5. Change all of the 1 bits to the right of the newly changed bit to 0.

Example: Represent -48 in twos-complement notation.
1. Convert +48 to binary: 00110000.
2. Complement 00110000 → 11001111.
3. The first 0 bit searching from the right is marked in red: 11001111. Change it to 1: 11011111.
4. Change all the bits to the left of the red bit to 0: 11010000.

This answer of 11010000 can also be written in hex: d0.

Note: If the binary representation of a number starts with 0, the number is positive. If the binary representation starts with 1, the number is negative.

Use the following algorithm to convert a negative binary number b to decimal:
Twos-complement Algorithm 2 (Binary to Decimal)

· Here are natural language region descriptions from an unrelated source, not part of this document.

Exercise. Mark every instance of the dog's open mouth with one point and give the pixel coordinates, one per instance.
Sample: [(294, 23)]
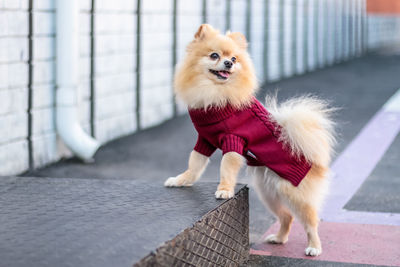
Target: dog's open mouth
[(221, 74)]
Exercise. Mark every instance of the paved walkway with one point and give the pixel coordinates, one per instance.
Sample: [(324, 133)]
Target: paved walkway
[(366, 166)]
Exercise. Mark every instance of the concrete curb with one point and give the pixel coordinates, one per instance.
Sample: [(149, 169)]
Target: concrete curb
[(219, 238)]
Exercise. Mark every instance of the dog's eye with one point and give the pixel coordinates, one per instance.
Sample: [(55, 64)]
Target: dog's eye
[(214, 56)]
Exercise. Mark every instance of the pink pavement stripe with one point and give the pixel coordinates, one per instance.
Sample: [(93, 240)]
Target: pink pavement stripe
[(366, 217), (342, 242), (356, 163)]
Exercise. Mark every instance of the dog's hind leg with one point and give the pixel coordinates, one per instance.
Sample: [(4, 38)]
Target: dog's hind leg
[(266, 192), (306, 211)]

1. Complement the binary number b.
2. Searching from the right, find the first 0 bit.
3. Change this 0 bit to 1.
4. Change all of the 1 bits to the right of the newly changed bit to 0.
5. Convert the resulting binary number to the decimal number a.
6. The original negative binary number represents -a.

Example: Convert the negative binary number 11110100 to decimal.
1. Complement 11110100 → 00001011.
2. The first 0 bit searching from the right is marked in red: 00001011. Change it to 1: 00001111.
3. Change all the bits to the left of the red bit to 0: 00001100.
4. Convert 00001100 to decimal: 12.
5. The original negative binary number 11110100 is -12 in binary.